It was an ingenious idea, and one that played so dangerously close to the third rail of copyright law that it was sure to get shut down eventually.
Cease-and-desist orders went out last week to the producer who created The Grey Album and the few independent retail stores that were carrying the CD.
DJ/producer Danger Mouse married vocals from Jay-Z's recent The Black Album with beats made from the Beatles' classic The White Album to create The Grey Album. The "mash-up" CD is one of several bootlegs created using vocals from Jay-Z's supposedly final LP (see "Remixers Turn Jay-Z's Black Album Grey, White and Brown"). But it was the only one that dared to use music from the Beatles' guarded catalog.

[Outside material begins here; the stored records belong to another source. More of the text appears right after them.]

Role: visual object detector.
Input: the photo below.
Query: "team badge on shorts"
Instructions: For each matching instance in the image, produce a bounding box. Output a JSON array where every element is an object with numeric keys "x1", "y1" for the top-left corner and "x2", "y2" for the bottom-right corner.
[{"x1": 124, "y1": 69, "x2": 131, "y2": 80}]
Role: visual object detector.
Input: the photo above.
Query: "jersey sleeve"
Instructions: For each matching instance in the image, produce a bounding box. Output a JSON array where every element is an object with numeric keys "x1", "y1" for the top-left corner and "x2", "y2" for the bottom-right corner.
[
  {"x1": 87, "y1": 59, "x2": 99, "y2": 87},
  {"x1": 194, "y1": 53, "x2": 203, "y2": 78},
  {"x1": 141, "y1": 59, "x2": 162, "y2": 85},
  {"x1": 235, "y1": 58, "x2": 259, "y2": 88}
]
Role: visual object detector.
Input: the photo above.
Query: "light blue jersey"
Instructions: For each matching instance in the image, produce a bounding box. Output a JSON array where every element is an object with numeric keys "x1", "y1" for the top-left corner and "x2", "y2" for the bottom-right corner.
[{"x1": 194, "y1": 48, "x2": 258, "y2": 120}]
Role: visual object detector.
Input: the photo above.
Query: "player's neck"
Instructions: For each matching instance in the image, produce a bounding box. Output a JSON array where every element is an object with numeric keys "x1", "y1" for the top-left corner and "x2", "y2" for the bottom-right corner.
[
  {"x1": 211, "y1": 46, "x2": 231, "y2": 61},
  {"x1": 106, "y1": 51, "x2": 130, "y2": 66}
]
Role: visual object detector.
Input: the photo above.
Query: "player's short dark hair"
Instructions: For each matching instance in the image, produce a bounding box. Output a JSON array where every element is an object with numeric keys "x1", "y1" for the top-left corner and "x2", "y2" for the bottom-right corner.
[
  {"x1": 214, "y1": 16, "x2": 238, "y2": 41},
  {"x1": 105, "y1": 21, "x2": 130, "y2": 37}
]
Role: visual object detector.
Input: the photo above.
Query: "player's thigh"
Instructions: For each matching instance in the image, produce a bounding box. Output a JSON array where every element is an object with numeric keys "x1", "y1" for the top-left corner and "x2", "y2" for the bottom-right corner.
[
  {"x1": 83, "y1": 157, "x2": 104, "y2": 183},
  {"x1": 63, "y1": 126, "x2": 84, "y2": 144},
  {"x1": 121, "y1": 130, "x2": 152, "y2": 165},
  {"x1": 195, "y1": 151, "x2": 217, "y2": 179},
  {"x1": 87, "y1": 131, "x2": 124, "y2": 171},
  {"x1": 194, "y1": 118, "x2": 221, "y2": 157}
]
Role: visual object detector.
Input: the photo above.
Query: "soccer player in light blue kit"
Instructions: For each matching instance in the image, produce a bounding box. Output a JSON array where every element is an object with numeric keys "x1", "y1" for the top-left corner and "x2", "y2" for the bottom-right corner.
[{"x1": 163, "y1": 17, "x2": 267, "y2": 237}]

A representative for EMI Records served the cease-and-desist orders to Danger Mouse and stores such as Fat Beats and hiphopsite.com. EMI Records controls the sound recordings for the Beatles on behalf of Capitol Records Inc. The publishing side of the Beatles' catalog is owned by Sony Music/ ATV Publishing, a venture between Sony Music and Michael Jackson.
Danger Mouse said he created The Grey Album strictly as a limited-edition promotional item (only 3,000 copies were pressed), but it quickly caught the ear of everyone from Damon Dash to the Neptunes to Jay-Z himself, and copies found their way to hip-hop retail outlets and auction sites like eBay.
Danger Mouse said he's complied with the order not to distribute any more copies of The Grey Album. Because of the small number pressed, he didn't expect any further legal action to take place.